[comp.arch] cache speed

mlewis@unocss.UUCP (Marcus S. Lewis) (08/17/89)

Dumb question time. (I hate when I'M asking the dumb questions)

A co-worker is building a "no compromise" performance-oriented '386
MSDOS machine. Aside from that obvious contradiction, I have a real
question and comp.arch is the only place I expect to get an answer.

How fast do the cache chips have to be on a 33MHz 386? For main memory,
I have always believed in the "reciprocal of the clock speed" rule for
chip speed, but the caches offered on the systems under consideration
are 15-20 ns chips.  Now, I am informed by this same performance-
oriented person that the cache is all dual ported and thus has to run
twice as fast.  I have seen a lot of discussion on multi-ported memory
here, with never a mention of what is required to pull this off.
I think what I want is a very brief tutorial on what it means to multi-
port memory.  I know WHY, but I don't know HOW.

"Thank you for your support"
Marc

-- 
Na khuya mne podpis'?                 |  Internet: cs057@zeus.unl.edu      
                                      |  UUCP:     uunet!btni!unocss!mlewis
Go for it!                            |  Bitnet:   CS057@UNOMA1            
---------------------------------------------------------------------------

roy@phri.UUCP (Roy Smith) (08/18/89)

In article <1473@unocss.UUCP> mlewis@unocss.UUCP (Marcus S. Lewis) writes:
> A co-worker is building a "no compromise" performance-oriented '386
> MSDOS machine. [...] How fast do the cache chips have to be on a 33MHz 386?

	Cache is, by definition, a compromise.  If you really want to build
a "no compromise" machine, make the entire main memory out of SRAM fast
enough to keep up with the CPU.
-- 
Roy Smith, Public Health Research Institute
455 First Avenue, New York, NY 10016
{att,philabs,cmcl2,rutgers,hombre}!phri!roy -or- roy@alanine.phri.nyu.edu
"The connector is the network"

oconnordm@CRD.GE.COM (Dennis M. O'Connor) (08/18/89)

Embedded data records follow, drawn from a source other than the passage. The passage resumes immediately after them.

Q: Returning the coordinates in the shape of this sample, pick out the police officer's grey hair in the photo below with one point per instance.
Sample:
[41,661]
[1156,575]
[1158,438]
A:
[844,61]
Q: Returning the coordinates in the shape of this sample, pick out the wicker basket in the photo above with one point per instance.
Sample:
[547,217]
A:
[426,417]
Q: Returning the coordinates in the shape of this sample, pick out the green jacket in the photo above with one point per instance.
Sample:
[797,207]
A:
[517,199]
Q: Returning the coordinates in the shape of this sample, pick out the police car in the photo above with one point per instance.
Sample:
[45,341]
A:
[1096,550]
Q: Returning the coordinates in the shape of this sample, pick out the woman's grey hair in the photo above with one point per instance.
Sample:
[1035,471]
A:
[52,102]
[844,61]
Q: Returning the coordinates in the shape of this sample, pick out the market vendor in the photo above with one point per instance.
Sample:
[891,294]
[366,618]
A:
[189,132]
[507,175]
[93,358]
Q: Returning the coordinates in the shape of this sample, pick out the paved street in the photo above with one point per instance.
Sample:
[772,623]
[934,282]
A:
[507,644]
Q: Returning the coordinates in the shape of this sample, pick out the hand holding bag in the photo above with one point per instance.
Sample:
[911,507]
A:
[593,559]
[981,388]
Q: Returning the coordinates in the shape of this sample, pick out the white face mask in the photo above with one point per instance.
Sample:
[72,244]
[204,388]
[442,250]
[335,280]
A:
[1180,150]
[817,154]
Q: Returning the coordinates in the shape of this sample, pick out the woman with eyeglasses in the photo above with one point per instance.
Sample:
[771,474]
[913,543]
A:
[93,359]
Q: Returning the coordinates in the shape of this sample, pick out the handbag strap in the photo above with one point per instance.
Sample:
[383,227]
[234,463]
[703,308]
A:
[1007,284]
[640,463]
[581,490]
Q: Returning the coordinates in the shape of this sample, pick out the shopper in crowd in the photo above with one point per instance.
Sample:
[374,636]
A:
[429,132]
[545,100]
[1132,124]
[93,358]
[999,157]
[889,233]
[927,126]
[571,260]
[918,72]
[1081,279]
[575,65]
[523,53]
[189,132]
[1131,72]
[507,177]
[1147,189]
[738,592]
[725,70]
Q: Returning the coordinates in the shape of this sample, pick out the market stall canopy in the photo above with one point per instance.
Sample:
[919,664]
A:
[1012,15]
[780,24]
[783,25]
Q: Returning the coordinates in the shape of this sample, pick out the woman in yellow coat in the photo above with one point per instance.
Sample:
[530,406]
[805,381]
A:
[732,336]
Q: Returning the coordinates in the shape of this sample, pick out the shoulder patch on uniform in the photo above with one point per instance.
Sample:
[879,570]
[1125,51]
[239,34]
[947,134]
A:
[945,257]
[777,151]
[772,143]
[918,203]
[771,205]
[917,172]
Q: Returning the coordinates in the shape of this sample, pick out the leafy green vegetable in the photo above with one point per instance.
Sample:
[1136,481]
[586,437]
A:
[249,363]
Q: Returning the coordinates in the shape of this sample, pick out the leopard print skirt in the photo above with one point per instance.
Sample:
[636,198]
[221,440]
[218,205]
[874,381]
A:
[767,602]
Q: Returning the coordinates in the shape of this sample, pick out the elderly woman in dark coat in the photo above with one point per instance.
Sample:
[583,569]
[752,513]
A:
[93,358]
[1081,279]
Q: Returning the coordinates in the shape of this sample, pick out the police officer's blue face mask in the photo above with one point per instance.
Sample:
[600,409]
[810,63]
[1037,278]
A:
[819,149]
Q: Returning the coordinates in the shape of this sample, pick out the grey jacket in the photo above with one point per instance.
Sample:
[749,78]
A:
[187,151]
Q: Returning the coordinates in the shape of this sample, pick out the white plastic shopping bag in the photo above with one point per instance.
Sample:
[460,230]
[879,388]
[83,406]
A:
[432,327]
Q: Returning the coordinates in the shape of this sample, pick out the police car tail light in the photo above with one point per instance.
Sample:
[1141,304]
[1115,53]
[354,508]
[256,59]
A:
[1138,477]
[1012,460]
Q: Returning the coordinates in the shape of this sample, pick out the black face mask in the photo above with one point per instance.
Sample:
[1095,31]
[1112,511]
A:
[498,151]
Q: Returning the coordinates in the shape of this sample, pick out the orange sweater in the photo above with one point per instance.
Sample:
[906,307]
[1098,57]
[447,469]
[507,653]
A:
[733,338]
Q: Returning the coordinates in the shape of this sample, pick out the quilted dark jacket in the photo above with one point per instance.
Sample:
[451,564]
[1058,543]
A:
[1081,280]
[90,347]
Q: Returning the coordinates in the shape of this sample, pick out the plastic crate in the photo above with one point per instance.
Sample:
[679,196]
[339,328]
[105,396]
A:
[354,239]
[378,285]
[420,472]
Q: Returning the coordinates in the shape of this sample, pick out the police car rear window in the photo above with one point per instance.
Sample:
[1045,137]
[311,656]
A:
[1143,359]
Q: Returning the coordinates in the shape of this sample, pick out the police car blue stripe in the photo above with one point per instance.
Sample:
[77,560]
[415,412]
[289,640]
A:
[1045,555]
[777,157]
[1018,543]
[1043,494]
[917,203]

roy@phri (Roy Smith) writes:
] Cache is, by definition, a compromise.  If you really want to build
]a "no compromise" machine, make the entire main memory out of SRAM fast
]enough to keep up with the CPU.

Sorry, not true. In a large memory system, propogation delays, buffer
latencies and the like will rapidly become the single largest component
in your memory latency. Buffers add delay, more chips on one line
adds capacitance, and eventually just the 1 nanosecond per foot
speed-of-light delay becomes a factor.

Once you starting adding off-chip, off-board, down-the-bus,
onto-the-board, onto-the-cRAM-chip, off-the-RAM-chip, off-board,
up-the-bus, onto-the-board and back-onto-the-chip delays,
you begin to really want on-chip cache. Lacking that,
even on-same-board cache looks good. And even lacking that,
on-only-a-few-boards cache looks better than in-only-a-few-cabinets
large RAM systems.

Cache can give you higher performance than the single-level
memory system, by using the probability that your programs
really not using ALL that memory. Smaller amounts of RAM,
due to the laws of physics, are faster than large amounts,
all other things being equal.

Summary : it's currently impossible to build a 16-megabyte NMOS,
CMOS, or TTL memory system with a 25ns access time. But with a good
cache design, you can build a system with almost the same performance.



--
 Dennis O'Connor      OCONNORDM@CRD.GE.COM       UUNET!CRD.GE.COM!OCONNORDM
	 "Did you exchange
	  a walk-om part in the war,

mccalpin@masig3.ocean.fsu.edu (John D. McCalpin) (08/18/89)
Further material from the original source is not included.